Starting with your arrows, your initial linework isn't the best, but it is definitely executed with confidence, maintaining relatively smooth trajectories. Of course, you are struggling with keeping those two edges running consistently with one another, and as a result you end up with sections that pinch or widen through the length of the arrow. This is something you'll have to keep working on, specifically making those arrows go from narrow to wide as they move closer to the viewer. It is however a decent start.

Continuing onto your organic forms with contour ellipses, you do appear to be aiming for the characteristics of simple sausages, and you're doing a pretty decent job of that. The contour ellipses themselves are a little loose, but they're drawn confidently and are kept evenly shaped. Continuing to practice the use of the ghosting method will help you further improve your accuracy here. The contour curves part of this exercise are a little more rough, and you're definitely ending up with some contour curves that end up uneven. Again, really focusing on the use of the ghosting method will help here.

Moving onto your texture analyses, there are a few major issues here.

  • Firstly, the solid black bar we place on the left side of the gradient section serves a specific purpose. The student's job is to create a gradient that goes from full black to full white - so when done correctly, we would not be able to see the edge of that black bar, it should just smoothly transition into the rest of your texture.

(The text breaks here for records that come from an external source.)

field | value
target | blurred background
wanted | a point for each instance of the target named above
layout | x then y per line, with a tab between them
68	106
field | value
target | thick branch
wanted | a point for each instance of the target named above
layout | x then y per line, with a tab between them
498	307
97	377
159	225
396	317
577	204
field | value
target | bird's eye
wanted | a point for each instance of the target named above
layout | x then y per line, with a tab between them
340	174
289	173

  • It appears that you're having difficulty with the observation part of this exercise. What you've drawn appears extremely simplified, which suggests that you may have spent the majority of your time trying to draw the texture, rather than observing your reference. This process requires you to spend most of your time just looking at your reference - you only look away from the reference for long enough to make a specific mark, then you look at your reference again. Human memory, as explained here in the lesson, is simply not evolved to retain so much visual information.

  • The main thing about this exercise is that it asks you to think about each individual textural form, and to hold that information in your head without actually outlining it on the page. What is being asked of you is hard, and I am glad to see that you are working with clear, solid, black shapes. Without observing your reference image enough however, there's no way you can actually put down the correct shadow shapes - because there would be no way for you to actually analyze each textural form individually.

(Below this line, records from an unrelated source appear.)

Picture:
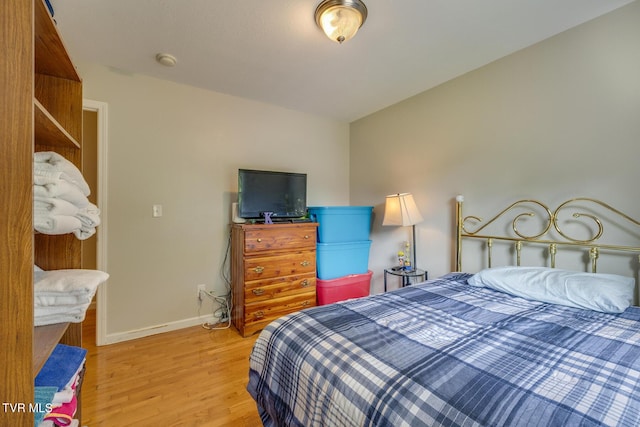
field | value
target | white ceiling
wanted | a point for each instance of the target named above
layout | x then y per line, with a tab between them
272	50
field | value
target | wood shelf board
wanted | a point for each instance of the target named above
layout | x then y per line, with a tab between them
45	338
51	55
47	129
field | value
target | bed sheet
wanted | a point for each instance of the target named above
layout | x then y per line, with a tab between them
446	353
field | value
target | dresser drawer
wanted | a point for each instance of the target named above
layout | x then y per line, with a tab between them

Fortunately for you, I don't expect students to be able to knock this exercise out of the park right now, so I'm not going to dwell on it further. I know this is your second time submitting this lesson, but this is something you are going to have to work on, on your own, using the resources that are available to you (like the demonstration video for this exercise).

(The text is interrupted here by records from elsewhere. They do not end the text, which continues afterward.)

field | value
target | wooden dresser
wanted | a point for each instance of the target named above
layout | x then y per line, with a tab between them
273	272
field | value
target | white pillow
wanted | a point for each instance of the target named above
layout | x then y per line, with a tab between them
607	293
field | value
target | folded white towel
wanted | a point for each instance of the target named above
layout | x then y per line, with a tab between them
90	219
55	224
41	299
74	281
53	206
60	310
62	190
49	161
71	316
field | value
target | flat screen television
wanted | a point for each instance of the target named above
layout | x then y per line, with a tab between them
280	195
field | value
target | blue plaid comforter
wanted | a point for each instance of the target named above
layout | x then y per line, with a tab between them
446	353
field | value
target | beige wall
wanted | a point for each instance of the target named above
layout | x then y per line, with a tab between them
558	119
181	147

As far as observation goes, I do think your dissections are better - you're clearly willing to spend more time looking at your references here. The main problem here is that you're not working with shadow shapes - you're just drawing a bunch of lines, often scratching your textures on. When drawing texture in the future, try employing this two step process for all of your textural marks. That means outlining your intended shadow shape first, then filling it in. Do not just draw arbitrary lines - you should not be trying to "paint" your texture on with individual strokes.

Overall your form intersections are coming along decently. You're clearly employing the ghosting method here, and it's helping you to keep your marks smooth and relatively straight. The box constructions could do with a bit more time investment, thinking about how each line needs to be oriented to converge consistently towards its vanishing point, along with all the others. For example, if we apply the line extensions from the box challenge, as shown here, you'll notice that the middle two lines of the set are actually diverging from one another. Thinking about how these 4 lines all are meant to converge consistently together, as we draw the individual marks, helps to avoid these kinds of issues.

Lastly, your organic intersections are a decent start. You're clearly trying to think about how the sausage forms wrap around one another, and you are trying to think through how those cast shadows ought to behave. There is however plenty of room for improvement here:

  • The drawing of the individual sausage forms with their contour lines is pretty sloppy. You're drawing a lot of linework without necessarily thinking it through, going back over the same contour line multiple times, etc. and it just makes a big mess of a lot of it.

  • Your cast shadows in certain areas - like here aren't really taking into consideration the fact that shadows are cast upon actual surfaces. That means when you're casting a shadow on the ground, you need to think about where that ground is, and not just draw a shadow floating in space. You also need to think about where your light source is to make sure that you're casting shadows in consistent directions - you can't have one form cast a shadow to the left and the other cast a shadow to the right in the same scene.

All in all, your submission has a lot of rough spots, and you have a lot of things to work on. That said, you are for the most part still moving in the right direction, so I will mark this lesson as complete. Remember that every single exercise you've encountered so far needs to be incorporated into your regular warmup routine (picking two or three at the beginning of each sitting to do for 10-15 minutes, with a new 2 or 3 chosen for each sitting) so you can continue practicing this stuff actively. Furthermore, just putting more time into everything you do - like outlining cast shadow shapes before filling them in - will really pay off.